Ansett Pioneer
- Parent: Ansett Transport Industries
- Founded: 1905
- Ceased operation: 1993
- Headquarters: Melbourne
- Service area: Adelaide Brisbane Canberra Darwin Melbourne Perth Sydney various regional destinations
- Service type: Coach services

= Ansett Pioneer =

Australian commercial intercity bus company

Ansett Pioneer was an Australian long distance coach operator. Founded in 1905 as the AA Withers Bus Company, the company maintained continuous operation under a variety of corporate monikers until its 1993 merger into Greyhound Pioneer Australia.

==History==
Ansett Pioneer's origin can be traced back to 1905 when AA Withers Bus Company commenced operating day tours in Melbourne. In 1923 it was renamed Pioneer and in 1927 undertook a transcontinental trip from Melbourne to Darwin. In 1944 Pioneer was sold to Reg Ansett. In 1955 Pioneer began operating daily services between Melbourne and Sydney and in 1957 began operating a weekly service from Adelaide to Perth. In 1958 Pioneer Express was renamed Ansett Roadlines of Australia.

In July 1986 Ansett Transport Industries sold Ansett Pioneer to Melbourne and Northern Territory bus proprietors John Sinclair and Ron King.

In January 1988 Ansett Pioneer was split in three:
- Cairns to Melbourne services were taken over by the Penfold family, owners of Greyhound's northern operations
- Perth - Adelaide - Melbourne, Adelaide - Sydney & Adelaide - Sydney were taken over by the Crawford family, owners of Premier Stateliner and Greyhound's southern operations
- Sydney - Canberra - Snowy Mountains services were retained by Sinclair and Kings trading as Pioneer Trailways

In July 1988 the operation was rebranded Pioneer.
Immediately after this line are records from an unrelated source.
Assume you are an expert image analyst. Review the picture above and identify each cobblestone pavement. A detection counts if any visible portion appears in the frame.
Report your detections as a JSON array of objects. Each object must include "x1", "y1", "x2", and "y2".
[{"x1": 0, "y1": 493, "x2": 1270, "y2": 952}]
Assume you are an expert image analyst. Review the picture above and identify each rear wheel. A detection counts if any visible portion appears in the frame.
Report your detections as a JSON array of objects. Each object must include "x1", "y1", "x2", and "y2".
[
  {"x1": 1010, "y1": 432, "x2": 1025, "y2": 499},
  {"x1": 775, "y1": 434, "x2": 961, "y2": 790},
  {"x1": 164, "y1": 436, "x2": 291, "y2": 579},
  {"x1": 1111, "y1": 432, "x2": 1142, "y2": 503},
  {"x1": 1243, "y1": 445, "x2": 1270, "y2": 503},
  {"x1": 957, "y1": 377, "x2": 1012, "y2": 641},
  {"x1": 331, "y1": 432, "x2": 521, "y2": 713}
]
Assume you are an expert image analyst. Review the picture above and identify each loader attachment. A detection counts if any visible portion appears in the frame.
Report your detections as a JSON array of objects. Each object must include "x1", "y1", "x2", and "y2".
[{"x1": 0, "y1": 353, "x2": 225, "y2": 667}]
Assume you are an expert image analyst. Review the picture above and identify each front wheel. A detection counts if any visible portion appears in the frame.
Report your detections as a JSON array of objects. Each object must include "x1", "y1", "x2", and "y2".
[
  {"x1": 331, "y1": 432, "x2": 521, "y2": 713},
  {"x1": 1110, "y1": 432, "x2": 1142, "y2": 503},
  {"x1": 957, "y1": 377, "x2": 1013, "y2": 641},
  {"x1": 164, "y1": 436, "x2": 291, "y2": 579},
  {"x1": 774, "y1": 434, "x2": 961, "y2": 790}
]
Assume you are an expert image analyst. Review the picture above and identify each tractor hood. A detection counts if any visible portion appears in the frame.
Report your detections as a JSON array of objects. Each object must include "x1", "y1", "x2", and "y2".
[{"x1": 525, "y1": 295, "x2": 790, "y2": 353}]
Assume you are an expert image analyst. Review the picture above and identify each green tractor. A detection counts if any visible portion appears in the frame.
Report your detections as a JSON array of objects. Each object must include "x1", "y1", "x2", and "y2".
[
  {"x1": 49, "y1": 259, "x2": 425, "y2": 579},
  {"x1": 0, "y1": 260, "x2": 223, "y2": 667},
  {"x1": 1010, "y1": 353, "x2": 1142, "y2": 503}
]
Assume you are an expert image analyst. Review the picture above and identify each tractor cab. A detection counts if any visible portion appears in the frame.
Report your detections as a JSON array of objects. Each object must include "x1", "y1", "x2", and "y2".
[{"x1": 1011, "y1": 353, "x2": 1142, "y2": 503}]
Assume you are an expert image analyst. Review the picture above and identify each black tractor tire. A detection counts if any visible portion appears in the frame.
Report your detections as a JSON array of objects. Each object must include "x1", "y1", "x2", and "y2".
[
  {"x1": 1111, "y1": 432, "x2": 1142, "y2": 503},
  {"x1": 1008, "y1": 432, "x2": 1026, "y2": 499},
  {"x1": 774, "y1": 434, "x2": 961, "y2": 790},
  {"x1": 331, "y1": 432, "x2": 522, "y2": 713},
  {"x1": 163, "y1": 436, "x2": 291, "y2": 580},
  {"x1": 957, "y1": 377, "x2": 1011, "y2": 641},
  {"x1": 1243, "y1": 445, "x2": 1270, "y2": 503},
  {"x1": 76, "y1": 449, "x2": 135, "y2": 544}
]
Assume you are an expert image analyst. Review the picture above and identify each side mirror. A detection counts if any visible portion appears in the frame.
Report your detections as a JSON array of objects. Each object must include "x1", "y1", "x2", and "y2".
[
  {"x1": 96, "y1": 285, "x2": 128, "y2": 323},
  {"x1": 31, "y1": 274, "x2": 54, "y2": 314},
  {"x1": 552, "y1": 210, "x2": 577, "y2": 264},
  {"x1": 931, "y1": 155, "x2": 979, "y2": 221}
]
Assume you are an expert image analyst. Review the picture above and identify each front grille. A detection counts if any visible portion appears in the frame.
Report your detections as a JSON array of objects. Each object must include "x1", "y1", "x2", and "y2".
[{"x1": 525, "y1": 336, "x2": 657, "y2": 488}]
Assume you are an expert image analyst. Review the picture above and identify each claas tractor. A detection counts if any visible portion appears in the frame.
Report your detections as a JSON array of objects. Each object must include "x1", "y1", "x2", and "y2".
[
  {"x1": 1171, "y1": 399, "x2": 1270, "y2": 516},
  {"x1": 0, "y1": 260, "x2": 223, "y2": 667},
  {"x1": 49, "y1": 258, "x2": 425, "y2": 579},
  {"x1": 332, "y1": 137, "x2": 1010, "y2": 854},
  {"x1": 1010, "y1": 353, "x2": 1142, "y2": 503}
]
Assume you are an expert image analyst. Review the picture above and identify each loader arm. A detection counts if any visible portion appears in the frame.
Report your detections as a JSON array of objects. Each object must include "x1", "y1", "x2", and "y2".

In February 1989 Pioneer Trailways was placed in liquidation.

In November 1989 the Penfolds sold out to the Crawfords bringing all Greyhound and Pioneer services under common ownership. In 1992 Greyhound and Pioneer merged with Bus Australia and in 1993 all three were united under the Greyhound Pioneer Australia brand.

==Fleet==
Many of Ansett Pioneer's early coaches were Reo and GMC chassis bodied by Ansair. It also imported Flxible Clippers, GMC PD4106s, PD4107s, MCI MC7s, MC8s and MC9s from North America.

In the 1980s it purchased locally built RFW, Austral Tourmaster and Denning Landseer coaches as well as Ansair bodied Mercedes-Benz O303s, Volgren bodied Volvo B10Ms and Kässbohrer Setras.